US judge temporarily stops 1st federal execution in 16 years

Published:Thursday | November 21, 2019 | 10:24 AM
In this October 11, 2019 file photo, a view of the E. Barrett Prettyman United States Courthouse in Washington. (AP Photo/Susan Walsh)

WASHINGTON (AP) — A federal judge has temporarily halted the first federal execution in 16 years as a lawsuit on how the government intends to carry it out continues.

US District Judge Tanya S. Chutka said in a Wednesday evening ruling that the public is not served by “short-circuiting” legitimate judicial process.

“It is greatly served by attempting to ensure that the most serious punishment is imposed lawfully,” she wrote.

Attorney General William Barr unexpectedly announced in July that the government would begin resuming executions starting December 9, ending an informal moratorium on federal capital punishment as the issue receded from the public domain.

The Justice Department didn’t immediately return a call seeking comment on Thursday, and the attorney general was travelling.

Most Democrats oppose the death penalty.

By contrast, President Donald Trump has spoken often about capital punishment and his belief that executions serve as an effective deterrent and an appropriate punishment for some crimes, including mass shootings and the killings of police officers.

Still, executions on the federal level have been rare.

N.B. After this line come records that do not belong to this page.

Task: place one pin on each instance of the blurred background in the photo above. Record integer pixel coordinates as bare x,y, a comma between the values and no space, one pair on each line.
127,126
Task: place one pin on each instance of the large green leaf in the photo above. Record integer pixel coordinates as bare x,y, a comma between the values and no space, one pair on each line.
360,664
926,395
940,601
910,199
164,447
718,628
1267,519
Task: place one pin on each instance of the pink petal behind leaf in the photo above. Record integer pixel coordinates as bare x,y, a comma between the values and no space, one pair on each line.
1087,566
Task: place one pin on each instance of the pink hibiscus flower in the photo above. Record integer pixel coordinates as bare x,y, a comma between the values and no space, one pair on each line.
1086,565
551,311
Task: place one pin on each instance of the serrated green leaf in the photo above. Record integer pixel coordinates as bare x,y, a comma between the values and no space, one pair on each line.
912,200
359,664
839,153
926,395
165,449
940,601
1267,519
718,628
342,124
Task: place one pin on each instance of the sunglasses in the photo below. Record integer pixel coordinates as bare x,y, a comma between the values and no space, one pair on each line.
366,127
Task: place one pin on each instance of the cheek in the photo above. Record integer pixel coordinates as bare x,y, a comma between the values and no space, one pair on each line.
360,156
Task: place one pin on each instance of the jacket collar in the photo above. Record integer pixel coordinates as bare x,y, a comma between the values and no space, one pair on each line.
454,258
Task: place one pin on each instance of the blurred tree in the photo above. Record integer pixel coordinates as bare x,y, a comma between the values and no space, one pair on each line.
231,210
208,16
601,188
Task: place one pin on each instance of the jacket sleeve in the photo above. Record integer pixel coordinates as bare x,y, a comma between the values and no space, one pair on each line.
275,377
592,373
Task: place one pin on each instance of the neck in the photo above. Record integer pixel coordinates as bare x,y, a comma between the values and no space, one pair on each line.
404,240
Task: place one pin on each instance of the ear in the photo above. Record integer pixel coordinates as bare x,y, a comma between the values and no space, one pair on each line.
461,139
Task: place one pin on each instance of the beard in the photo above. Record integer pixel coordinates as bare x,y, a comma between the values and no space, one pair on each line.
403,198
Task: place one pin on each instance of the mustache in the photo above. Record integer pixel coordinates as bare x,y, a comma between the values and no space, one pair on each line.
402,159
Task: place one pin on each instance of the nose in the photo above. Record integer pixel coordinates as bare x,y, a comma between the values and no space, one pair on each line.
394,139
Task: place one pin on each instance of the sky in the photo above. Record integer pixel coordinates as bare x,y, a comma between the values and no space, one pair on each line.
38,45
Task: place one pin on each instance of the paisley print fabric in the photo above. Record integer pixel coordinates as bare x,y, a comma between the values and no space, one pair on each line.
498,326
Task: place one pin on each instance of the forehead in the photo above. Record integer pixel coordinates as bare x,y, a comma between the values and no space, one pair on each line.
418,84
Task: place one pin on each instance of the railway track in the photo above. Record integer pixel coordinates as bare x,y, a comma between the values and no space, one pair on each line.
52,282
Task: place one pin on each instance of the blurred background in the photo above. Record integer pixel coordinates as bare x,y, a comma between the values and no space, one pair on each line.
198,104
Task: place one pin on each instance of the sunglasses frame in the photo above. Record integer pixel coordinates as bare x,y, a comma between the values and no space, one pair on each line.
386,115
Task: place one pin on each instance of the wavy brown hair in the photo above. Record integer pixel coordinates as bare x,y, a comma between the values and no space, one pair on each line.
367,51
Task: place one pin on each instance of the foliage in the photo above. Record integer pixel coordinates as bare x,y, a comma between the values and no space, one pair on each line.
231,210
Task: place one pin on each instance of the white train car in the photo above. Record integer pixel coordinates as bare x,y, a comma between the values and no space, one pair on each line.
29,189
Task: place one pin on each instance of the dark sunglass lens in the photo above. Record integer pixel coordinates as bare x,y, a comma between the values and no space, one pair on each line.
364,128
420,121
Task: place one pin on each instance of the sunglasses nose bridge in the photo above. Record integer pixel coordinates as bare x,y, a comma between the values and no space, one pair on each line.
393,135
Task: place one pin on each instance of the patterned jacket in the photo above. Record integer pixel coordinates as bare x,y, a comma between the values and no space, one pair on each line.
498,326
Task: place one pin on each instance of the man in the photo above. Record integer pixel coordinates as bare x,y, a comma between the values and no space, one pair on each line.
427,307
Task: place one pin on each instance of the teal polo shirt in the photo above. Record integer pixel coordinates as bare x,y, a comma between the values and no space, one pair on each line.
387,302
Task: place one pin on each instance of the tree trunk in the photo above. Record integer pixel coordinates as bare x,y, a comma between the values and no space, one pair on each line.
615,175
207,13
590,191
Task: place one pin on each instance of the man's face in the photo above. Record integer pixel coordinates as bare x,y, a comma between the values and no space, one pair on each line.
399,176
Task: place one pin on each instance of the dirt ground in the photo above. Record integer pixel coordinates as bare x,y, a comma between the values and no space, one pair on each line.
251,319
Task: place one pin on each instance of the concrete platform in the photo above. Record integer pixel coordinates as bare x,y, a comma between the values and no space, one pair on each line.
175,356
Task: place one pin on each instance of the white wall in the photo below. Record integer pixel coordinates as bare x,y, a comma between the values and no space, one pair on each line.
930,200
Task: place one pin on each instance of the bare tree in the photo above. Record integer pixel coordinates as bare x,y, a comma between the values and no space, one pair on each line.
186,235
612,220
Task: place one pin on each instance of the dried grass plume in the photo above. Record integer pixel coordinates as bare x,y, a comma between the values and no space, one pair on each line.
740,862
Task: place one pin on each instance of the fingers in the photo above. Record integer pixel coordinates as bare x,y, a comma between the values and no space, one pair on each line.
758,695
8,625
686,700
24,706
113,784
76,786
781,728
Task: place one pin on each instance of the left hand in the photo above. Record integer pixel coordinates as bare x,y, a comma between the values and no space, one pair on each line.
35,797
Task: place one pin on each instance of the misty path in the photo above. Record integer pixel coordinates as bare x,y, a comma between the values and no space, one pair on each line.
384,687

The government has put to death only three defendants since restoring the federal death penalty in 1988, most recently in 2003, when Louis Jones was executed for the 1995 kidnapping, rape and murder of a young female soldier.

In 2014, following a botched state execution in Oklahoma, President Barack Obama directed the Justice Department to conduct a broad review of capital punishment and issues surrounding lethal injection drugs.

Barr said in July that the Obama-era review had been completed, clearing the way for executions to resume.

He approved a new procedure for lethal injections that replaces the three-drug combination previously used in federal executions with one drug, pentobarbital.

This is similar to the procedure used in several states, including Georgia, Missouri and Texas.

Some of the chosen convicts challenged the new procedures in court, arguing that the government was circumventing proper methods to wrongly execute inmates quickly.

Danny Lee, of Yukon, Oklahoma, was the first person scheduled to be executed. 

Lee was convicted in the 1996 deaths of an Arkansas family as part of a plot to set up a whites-only nation in the Pacific Northwest.